Mais l'histoire n'était pas terminée. À un 160 en 2022, Lee est sorti avec Fury, grouillant bien avec des frappes au deuxième tour pour récupérer la ceinture.
La rivalité a clôturé à une victoire chacune, soulignant à quelle vitesse l'élan peut changer dans cette division.
Affaires inachevées au sommet
Le deuxième règne de Lee a montré qu'il appartenait toujours au sommet, mais il s'est éloigné de la compétition après la perte déchirante de sa sœur cadette, Victoria, fin 2022.
Deux ans plus tard, il a fait son retour lors d'une nuit de combat 26. L'anticipation était immense, et debout de lui était Rasulov, le concurrent invaincu de Dagestani qui avait frappé son billet pour un titre mondial dans le titre plus tôt cette année en battant OK.

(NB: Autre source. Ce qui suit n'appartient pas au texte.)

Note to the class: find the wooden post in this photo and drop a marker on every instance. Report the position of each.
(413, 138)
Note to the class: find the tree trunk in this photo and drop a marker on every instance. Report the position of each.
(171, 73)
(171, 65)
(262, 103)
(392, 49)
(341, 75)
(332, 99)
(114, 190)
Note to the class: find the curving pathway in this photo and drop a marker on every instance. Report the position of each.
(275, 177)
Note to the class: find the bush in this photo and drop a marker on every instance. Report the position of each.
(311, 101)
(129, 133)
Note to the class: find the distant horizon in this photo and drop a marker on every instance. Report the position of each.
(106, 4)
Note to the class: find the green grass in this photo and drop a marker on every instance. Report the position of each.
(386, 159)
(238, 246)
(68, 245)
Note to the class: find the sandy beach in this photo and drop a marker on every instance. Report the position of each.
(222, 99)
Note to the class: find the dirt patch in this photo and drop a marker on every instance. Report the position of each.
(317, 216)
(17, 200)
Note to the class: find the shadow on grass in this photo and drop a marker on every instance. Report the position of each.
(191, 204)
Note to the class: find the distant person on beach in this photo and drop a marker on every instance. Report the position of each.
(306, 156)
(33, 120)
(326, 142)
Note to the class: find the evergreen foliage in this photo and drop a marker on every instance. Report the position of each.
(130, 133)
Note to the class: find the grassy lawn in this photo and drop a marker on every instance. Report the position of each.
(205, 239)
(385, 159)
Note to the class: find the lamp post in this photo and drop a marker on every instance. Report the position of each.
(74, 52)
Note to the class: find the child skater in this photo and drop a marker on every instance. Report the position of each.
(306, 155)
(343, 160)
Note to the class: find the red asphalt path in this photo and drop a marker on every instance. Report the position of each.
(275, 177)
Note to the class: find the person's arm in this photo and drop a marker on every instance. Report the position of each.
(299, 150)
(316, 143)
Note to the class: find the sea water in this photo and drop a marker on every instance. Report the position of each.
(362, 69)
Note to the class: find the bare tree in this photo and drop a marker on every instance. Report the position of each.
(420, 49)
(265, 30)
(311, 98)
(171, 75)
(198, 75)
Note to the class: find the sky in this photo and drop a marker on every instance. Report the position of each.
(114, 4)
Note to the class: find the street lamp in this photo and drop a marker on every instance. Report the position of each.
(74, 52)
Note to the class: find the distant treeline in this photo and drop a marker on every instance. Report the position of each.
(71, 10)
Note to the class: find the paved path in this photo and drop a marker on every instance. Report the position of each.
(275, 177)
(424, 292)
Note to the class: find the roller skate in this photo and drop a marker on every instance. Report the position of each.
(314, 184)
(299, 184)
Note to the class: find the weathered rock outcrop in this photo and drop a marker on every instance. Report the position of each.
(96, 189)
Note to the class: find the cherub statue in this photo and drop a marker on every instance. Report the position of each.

Leur affrontement a livré le battage médiatique – jusqu'à ce que ce ne soit pas le cas. Alors que le deuxième tour enroulait, un coup d'œil accidentel de Lee a arrêté le concours sur ses traces. Rasulov ne pouvait pas continuer et le combat s'est terminé comme un non-concours. Ce qui avait promis d'être un classique s'est plutôt terminé.
Avec toutes les rivalités intrigues, histoire et non résolues qui ont façonné cette ceinture, Tokyo accueille désormais le prochain chapitre définissant. À un 173, le championnat du monde MMA Lineal One Lightweight est en jeu.
Lee remporte 17 victoires avec 16 arrières, et Rasulov entre avec 14 victoires, dont 10 arrêts, afin que les fans puissent s'attendre à un affrontement entre deux des finisseurs les plus dangereux que la division ait jamais vus.